However, Nevo et al. [16] reported the strong performance of LSTM in predicting flood events. Moreover, Fang et al. [33] reported the effectiveness of LSTM for predicting flood occurrence and flood susceptibility mapping. However, El-Magd et al. [49] reported that XGBoost outperformed (AUC accuracy of 90.2%) in predicting flood event in Wadi El-Laqeita, Central Eastern Desert, Egypt. In addition, Le et al. [50] reported a strong performance (with Nash‒Sutcliffe efficiency (NSE > 87) from LSTM in flood forecasting in Da River basin in Vietnam. Likewise, the outperformance of LSTM with NSE > 0.98 and RMSE of <0.2 m in forecasting flooding was reported in the Xiangjiang River [51,52]. Moreover, Fang et al. [33] reported that the local spatial sequential long short-term memory neural network (LSS-LSTM) method performed satisfactory prediction in terms of accuracy (93.75%) and area under the receiver operating characteristic (ROC) curve (0.965). On the other hand, the highest performance of SVM in predicting and mapping flood events was reported in California [29].
On the other hand, the outperformance of artificial neural networks in flood inundation and forecasting was reported by several studies [18,52,53]. Moreover, outperformance of machine learning models is reported using artificial neural networks (ANNs) [54], random forest (RF) [39], and support vector machine (SVM) models [55]. In addition, Bentivoglio et al. [41] reported that convolutional layer-based models control inductive biases and better process the spatial characteristics of flooding events than the model and statistics-based techniques.

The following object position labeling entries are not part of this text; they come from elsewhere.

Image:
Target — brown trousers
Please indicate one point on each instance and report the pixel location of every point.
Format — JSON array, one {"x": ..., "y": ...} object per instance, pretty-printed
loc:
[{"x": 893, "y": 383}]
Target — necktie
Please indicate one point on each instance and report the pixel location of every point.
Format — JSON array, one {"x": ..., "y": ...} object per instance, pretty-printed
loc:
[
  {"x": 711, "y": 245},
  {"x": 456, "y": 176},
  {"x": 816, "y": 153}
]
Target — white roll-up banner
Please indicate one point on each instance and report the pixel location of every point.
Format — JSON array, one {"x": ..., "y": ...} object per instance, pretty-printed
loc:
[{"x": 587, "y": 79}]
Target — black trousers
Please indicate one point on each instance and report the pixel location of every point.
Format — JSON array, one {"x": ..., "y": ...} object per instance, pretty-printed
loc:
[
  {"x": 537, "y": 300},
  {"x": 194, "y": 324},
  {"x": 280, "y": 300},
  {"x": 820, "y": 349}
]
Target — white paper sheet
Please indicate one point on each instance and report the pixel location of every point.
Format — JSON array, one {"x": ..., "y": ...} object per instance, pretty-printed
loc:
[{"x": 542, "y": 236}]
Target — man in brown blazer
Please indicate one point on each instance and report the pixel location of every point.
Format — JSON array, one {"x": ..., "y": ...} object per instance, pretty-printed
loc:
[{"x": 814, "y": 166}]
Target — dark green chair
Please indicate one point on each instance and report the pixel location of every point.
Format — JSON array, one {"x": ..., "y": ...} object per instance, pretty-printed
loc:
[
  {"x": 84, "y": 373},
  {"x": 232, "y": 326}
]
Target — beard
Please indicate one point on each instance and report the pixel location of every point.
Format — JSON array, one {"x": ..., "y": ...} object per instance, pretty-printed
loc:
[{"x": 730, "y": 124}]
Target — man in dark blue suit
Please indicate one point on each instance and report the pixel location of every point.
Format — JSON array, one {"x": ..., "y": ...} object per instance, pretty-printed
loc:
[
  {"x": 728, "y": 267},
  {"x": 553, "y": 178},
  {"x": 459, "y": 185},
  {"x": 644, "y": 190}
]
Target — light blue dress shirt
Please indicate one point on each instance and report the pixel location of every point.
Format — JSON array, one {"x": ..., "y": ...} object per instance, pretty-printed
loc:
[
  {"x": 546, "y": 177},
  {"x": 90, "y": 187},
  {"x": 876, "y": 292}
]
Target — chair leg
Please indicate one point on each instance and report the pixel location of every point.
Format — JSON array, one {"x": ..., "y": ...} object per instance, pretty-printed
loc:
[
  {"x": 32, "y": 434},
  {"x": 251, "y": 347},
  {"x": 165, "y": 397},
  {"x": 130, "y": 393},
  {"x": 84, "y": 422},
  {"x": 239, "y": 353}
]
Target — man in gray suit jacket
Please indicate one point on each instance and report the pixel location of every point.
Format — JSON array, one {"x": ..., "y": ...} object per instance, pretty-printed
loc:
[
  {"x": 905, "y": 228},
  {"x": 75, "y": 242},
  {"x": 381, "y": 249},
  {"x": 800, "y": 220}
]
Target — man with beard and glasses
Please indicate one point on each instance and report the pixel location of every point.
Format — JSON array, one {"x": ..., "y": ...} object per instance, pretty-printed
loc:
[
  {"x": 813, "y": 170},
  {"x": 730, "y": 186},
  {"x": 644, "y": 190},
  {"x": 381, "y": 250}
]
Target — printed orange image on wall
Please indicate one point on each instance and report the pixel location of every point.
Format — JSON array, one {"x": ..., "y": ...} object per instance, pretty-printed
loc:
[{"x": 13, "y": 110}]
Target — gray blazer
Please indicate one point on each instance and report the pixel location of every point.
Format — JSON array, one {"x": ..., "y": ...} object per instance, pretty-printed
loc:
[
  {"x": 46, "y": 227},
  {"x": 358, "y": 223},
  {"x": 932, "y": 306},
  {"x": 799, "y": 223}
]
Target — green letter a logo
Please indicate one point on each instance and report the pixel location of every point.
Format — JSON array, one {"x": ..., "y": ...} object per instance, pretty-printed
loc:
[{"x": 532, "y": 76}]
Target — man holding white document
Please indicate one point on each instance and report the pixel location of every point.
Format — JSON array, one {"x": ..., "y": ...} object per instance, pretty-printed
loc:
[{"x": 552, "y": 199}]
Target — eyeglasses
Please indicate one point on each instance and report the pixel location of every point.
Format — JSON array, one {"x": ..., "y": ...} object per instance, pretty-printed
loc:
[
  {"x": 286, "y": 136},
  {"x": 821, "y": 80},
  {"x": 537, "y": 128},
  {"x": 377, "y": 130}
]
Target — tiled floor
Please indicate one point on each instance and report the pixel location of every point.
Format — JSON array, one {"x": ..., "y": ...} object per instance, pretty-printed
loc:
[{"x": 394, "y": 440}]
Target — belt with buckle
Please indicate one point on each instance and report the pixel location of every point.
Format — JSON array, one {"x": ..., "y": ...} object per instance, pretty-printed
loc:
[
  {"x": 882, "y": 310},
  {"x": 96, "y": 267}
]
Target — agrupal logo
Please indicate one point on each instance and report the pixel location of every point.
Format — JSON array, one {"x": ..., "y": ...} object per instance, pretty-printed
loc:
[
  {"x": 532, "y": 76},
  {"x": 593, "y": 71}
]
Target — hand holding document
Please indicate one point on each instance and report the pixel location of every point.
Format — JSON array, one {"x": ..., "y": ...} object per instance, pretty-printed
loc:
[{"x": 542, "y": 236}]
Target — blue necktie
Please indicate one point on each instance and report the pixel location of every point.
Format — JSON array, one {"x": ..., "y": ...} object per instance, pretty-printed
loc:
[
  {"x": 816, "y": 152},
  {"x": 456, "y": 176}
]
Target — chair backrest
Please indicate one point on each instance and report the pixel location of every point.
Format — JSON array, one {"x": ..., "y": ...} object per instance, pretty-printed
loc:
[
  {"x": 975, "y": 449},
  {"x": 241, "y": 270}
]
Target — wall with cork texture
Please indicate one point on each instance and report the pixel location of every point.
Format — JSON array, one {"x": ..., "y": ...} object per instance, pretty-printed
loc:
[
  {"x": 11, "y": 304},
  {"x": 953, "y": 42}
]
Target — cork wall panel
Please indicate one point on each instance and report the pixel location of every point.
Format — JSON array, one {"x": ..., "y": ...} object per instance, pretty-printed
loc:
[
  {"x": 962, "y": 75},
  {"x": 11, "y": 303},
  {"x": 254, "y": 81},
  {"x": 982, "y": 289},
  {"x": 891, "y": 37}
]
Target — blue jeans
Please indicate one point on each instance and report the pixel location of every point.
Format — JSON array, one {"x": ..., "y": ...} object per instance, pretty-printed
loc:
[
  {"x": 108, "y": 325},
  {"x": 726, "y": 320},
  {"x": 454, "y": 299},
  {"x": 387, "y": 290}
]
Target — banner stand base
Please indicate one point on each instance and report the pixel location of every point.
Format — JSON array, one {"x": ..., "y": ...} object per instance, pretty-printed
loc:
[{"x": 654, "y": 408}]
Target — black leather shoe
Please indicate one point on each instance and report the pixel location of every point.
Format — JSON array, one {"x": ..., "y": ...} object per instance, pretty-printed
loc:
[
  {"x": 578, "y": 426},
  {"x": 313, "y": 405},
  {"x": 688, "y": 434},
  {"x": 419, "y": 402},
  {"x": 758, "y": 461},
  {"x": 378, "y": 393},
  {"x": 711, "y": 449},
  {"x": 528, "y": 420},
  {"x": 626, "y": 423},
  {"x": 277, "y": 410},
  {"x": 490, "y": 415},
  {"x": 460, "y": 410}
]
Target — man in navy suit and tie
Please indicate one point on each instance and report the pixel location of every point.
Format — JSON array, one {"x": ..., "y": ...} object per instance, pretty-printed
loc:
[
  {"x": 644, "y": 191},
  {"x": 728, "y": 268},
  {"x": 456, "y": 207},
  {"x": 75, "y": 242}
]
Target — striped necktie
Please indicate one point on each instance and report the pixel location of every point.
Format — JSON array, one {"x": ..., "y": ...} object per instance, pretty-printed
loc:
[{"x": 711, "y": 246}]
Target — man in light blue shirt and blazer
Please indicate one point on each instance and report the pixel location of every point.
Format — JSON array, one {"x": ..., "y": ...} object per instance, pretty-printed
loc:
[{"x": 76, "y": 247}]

Studies show that the performance of machine learning models for predicting flood event varies from study to study and it is challenging to generalize. This could be due to differences in the types and quality of datasets used, model parameters considered, and biophysical characteristics of the study areas. Moreover, the underlying principles of the models and their predictive performance significantly varies. For example, RF leverages ensemble learning and aggregate multiple decision trees. As such, it handles complex, nonlinear relationships and high-dimensional data, which makes it robust and outperform other models [28,56]. SMV, which seeks to find the optimal hyperplane that separates data points into different classes, tackles nonlinearity with kernels and is effective for complex datasets with many features. However, this model is sensitive to hyperparameter tuning [57]. On the other hand, linear regression assumes a linear relationship between inputs and outputs and predict values based on a weighted sum of features. Linear regression models are suitable for simple and linear datasets but less accurate for nonlinear and complex datasets [58]. The LSTM deep machine learning model is effective for time series and sequential datasets whereas it is less accurate for static and non-sequential data [59]. These studies show that choosing the appropriate model depends on the characteristics of the data and the nature of the underlying relationships.
Our findings highlight carefully choosing suitable models and parameters for effective and accurate flood prediction and mapping is an important prerequisite for designing flood control strategies that minimize the negative consequancs of flooding. Therefore, flood management planning in the Amibara district is important to minimize the negative consequences of flooding. This is because the severity, frequency, and geographic coverage of flooding are expected to increase in the future, attributed to increasing climate change and human activities, endangering the environment and the socioeconomic system of the world [16,60]. Hence, monitoring and predicting flooding are important for designing flood management strategies.
Hydrological and meteorological model-based flood mapping and forecasting techniques are traditional approaches that do not consider the complex flood causative factor interactions and have limitations in integrating large datasets from multiple sources. Hence, more sophisticated, adaptive, and data-driven techniques are required for reliable flood mapping and prediction. In this regard, machine learning is an innovative approach for flood mapping and prediction as it handles multiple datasets from various sources and complicated correlations within large volumes of datasets. Such capabilities improved the accuracy of flood mapping and predictions [60]. As such, machine learning offers promising performance for flood inundation modeling and provides a plausible alternative to physically based hydraulic models that are both highly computationally demanding and challenging to use in operational flood forecasting systems [16,18].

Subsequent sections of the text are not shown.